Era una mañana calurosa de verano del año 2019 e iba caminando solo por una calle desierta de un pueblo de la provincia de Sevilla.
La calle era larga y estrecha, siendo el principio o el final de otras calles perpendiculares, igualmente estrechas, que ascendían y descendían; a ambos lados de la misma sendas larguísimas hileras de casas, altas y bajas, con fachadas encaladas.
La calle también era recta, quebrada y, por donde yo la recorría, curva y suavemente descendente hacia el final. Al principio de esa curva, un hombre de mediana edad estaba sentado en un poyete, casi a ras de una acera estrecha. El frío poyete pertenecía a una casa humilde que se hallaba algo menos de medio metro por debajo del nivel del suelo de la adoquinada calle; la vieja puerta de madera marrón oscuro tenía una hoja abierta y otra cerrada.
El individuo en cuestión, sentado con las piernas cruzadas y las manos en las rodillas, era un fatigado cincuentón, cuyas únicas posesiones parecían ser su vestimenta -camisa, pantalones y zapatos- y una bicicleta aparcada a su lado, contra la pared.
Cuando me estaba aproximando a él, ¡sin conocerme de nada!, pues era la primera vez que nos veíamos, me espetó una sentida y amarga reflexión.

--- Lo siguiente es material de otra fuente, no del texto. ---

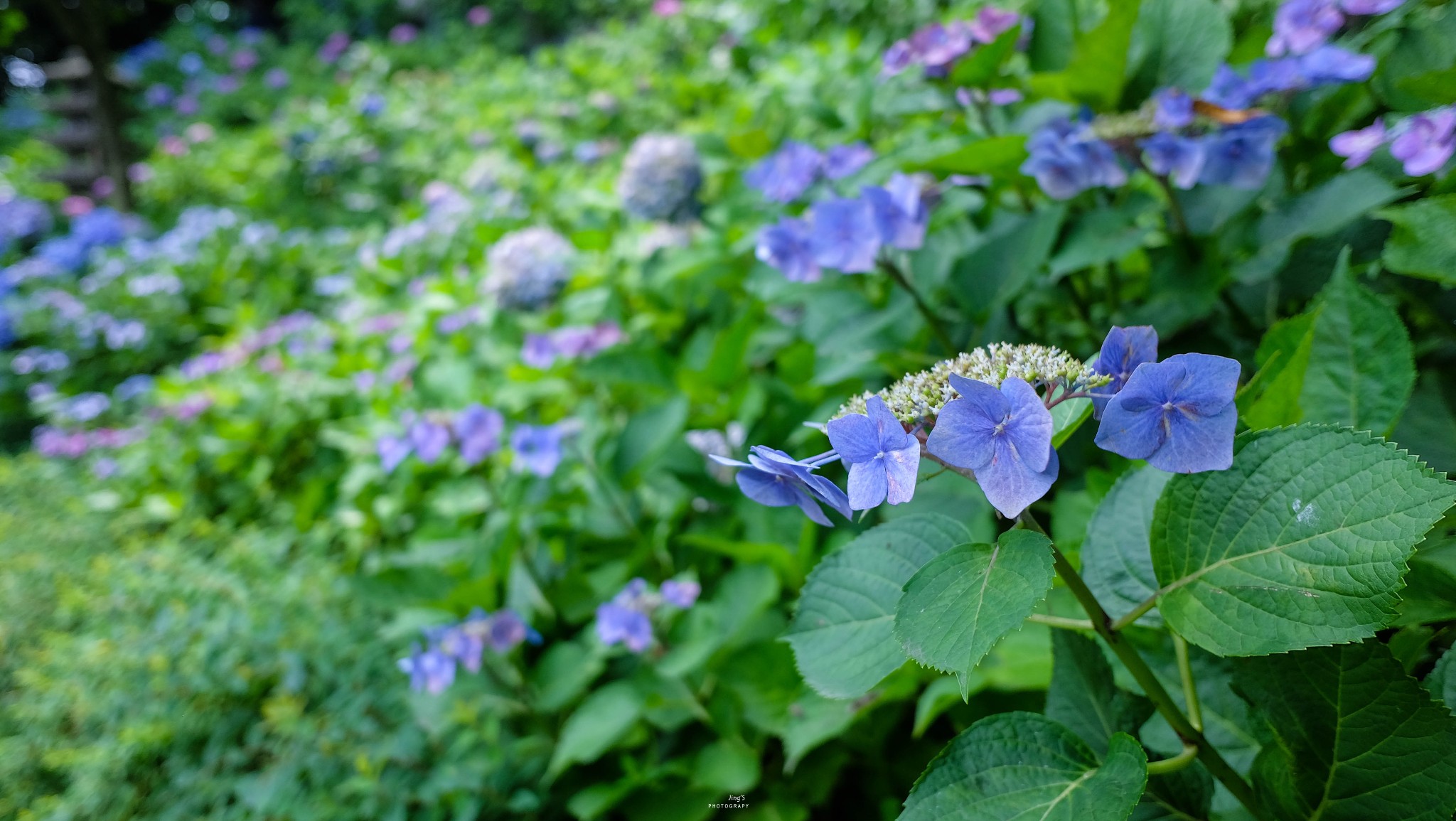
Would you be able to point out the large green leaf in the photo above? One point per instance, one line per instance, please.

Dijo: "La gente tiene coches, casas... ¡y yo no tengo nada! (con extrañeza): Eso ¿por qué?"
Una respuesta atravesó mi mente como una bola de fuego en el cielo: "Bueno, tú sabrás lo que has hecho con tu vida". Pero no le dije nada porque me pareció inapropiado tanto en el fondo como en la forma.
Estupefacto y confuso, asentí con la cabeza, siguiéndole la corriente como si fuera un loco, para inmediatamente alejarme de él, girando el cuerpo, moviendo los pies como un consumado bailarín.
¿Esperaba quizás que le llenara los bolsillos de monedas y billetes de banco para compensarle por lo que la vida le había negado?
Oh, chico, ni era Navidad ni yo era ni soy Santa Claus.